Well, I just want to say that you can start now by using this language that I like to teach, which is if you say I'm angry, I'm sad, I'm anxious, change your language to something in me. Something in me is angry. Something in me is sad, something in me is anxious. And notice what happens when you do that. If it brings up a little more compassion and curiosity, a little more ability to turn toward what you feel, that's the first step. And I know you're gonna tell people some resources that I have that they can easily follow to take the second and third step after that. But people can start right now.

FLORENCE:

So I love the three steps that you shared earlier. And one of the things that you're teaching in your book is to say the word hello and welcome. Sense it in your body. If you can, that gets better over time. If you're numbed out and dissociated, that could be tricky. But take a wild guess. I say to I say to my clients, take a wild guess. If it was somewhere where we, you know, where's your wild guess? So you'd put your hand on there, you say hello and welcome, you put your hand there, and then you could say something in me is feeling anxious, something in me is feeling whatever.
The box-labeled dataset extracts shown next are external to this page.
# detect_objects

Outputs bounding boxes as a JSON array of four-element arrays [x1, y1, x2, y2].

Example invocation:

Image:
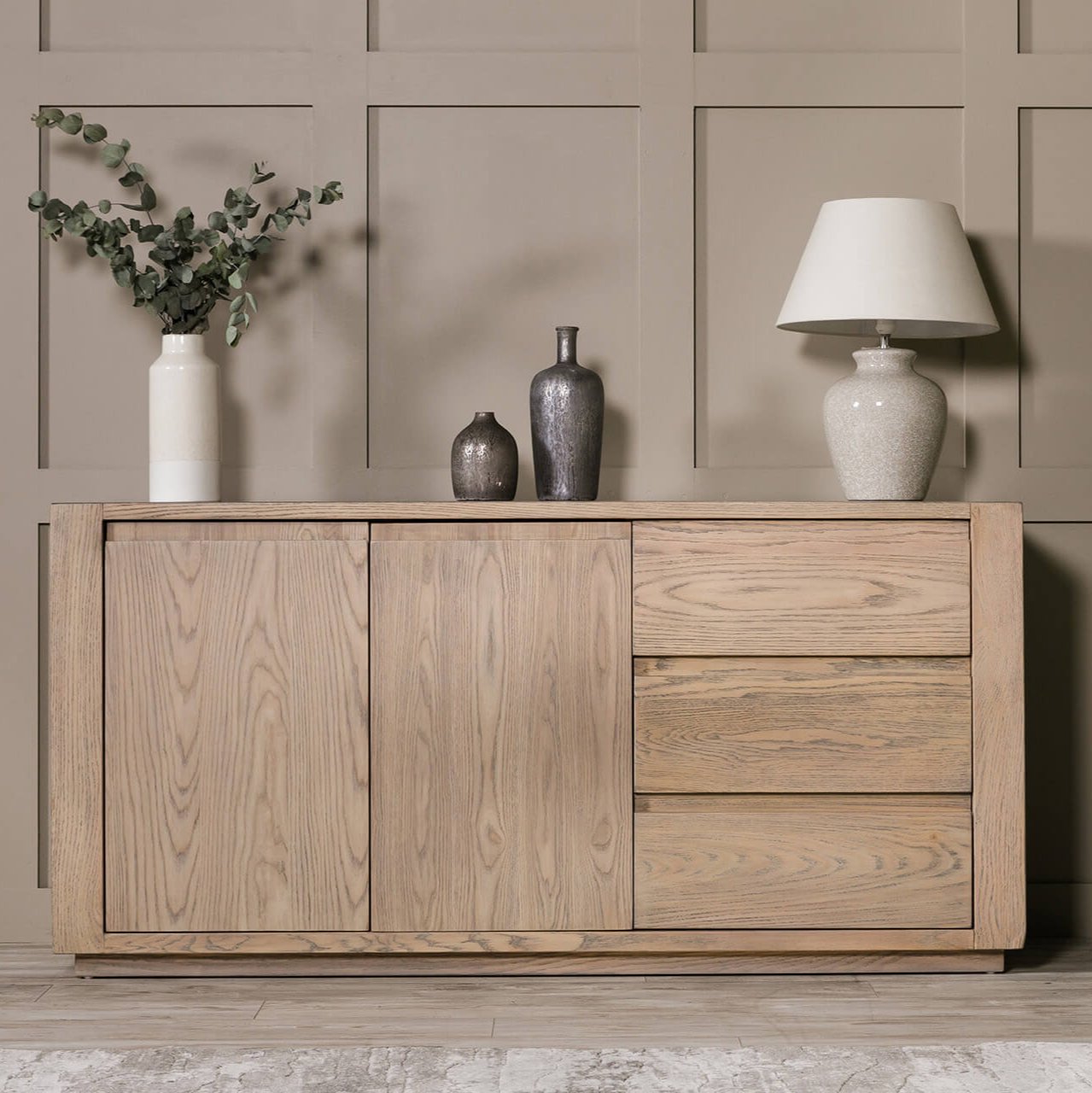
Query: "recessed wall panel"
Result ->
[[694, 0, 963, 52], [39, 107, 318, 469], [368, 107, 639, 474], [695, 108, 964, 468], [1020, 109, 1092, 467], [368, 0, 637, 52], [40, 0, 318, 52], [1020, 0, 1092, 54]]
And you just hold space and you pause there. And then for sure, you're gonna want to get Anne's book and you're gonna want to access all of her many, many resources. There is a series of video videos that Anne um does called Focusing in Stressful Times. Have I got that right?

ANN:

It's actually called Support for Stressful Times. And yes, there's a YouTube channel, Focusing Resources. And I do one every month. It's a live webinar, too.

FLORENCE:

The live webinar, I make all my clients watch her stuff, all of them. Um I make them by her book. It's Mandatory Reading in my coaching programs. And she has nine videos there, and they're about a half hour long, and every single one of them is gold. It's a gem. And I have to tell you, I have clients that are in their 70s and 80s that are watching and still shining, healing, teaching, living, right? Like I feel like on so many levels, not only is your content healing and beautiful and life-changing for people, but you're 75 years old doing this still. Like I feel like that's such permission for people to still be alive and you know, living and giving. And like I just the opposite of being in an old folks' home in a wheelchair. Thank you so much. So say your websites again, maybe a few of your book titles, how people can connect with you.

ANN:

Focusingresources.com. And if you go there and click on the upper right, it says free intro course. That's the one that people should start with. So my first book is called The Power of Focusing. My second book is called The Radical Acceptance of Everything. If you're a therapist, you might like Focusing in Clinical Practice. I have a book called Presence, a Guide to Transforming Your Most Challenging Emotions. I have a book called 21 Days to Better Boundaries, a guide to setting boundaries with kindness and compassion. And then there is the latest and greatest My Life Work with Barbara McGavin, the amazing Barbara McGavin, untangling how you can transform what's impossibly stuck. If you want to get one, get this one.

FLORENCE:

Thank you so much. And I I don't love the words I love you. I don't know why, but I do I do like the words I send love to you. I feel love for you. You are a beautiful woman. Thank you for your work. Thank you for being on our summit. And uh thanks everybody for tuning in today. I hope you love this interview as much as I did. Bye bye.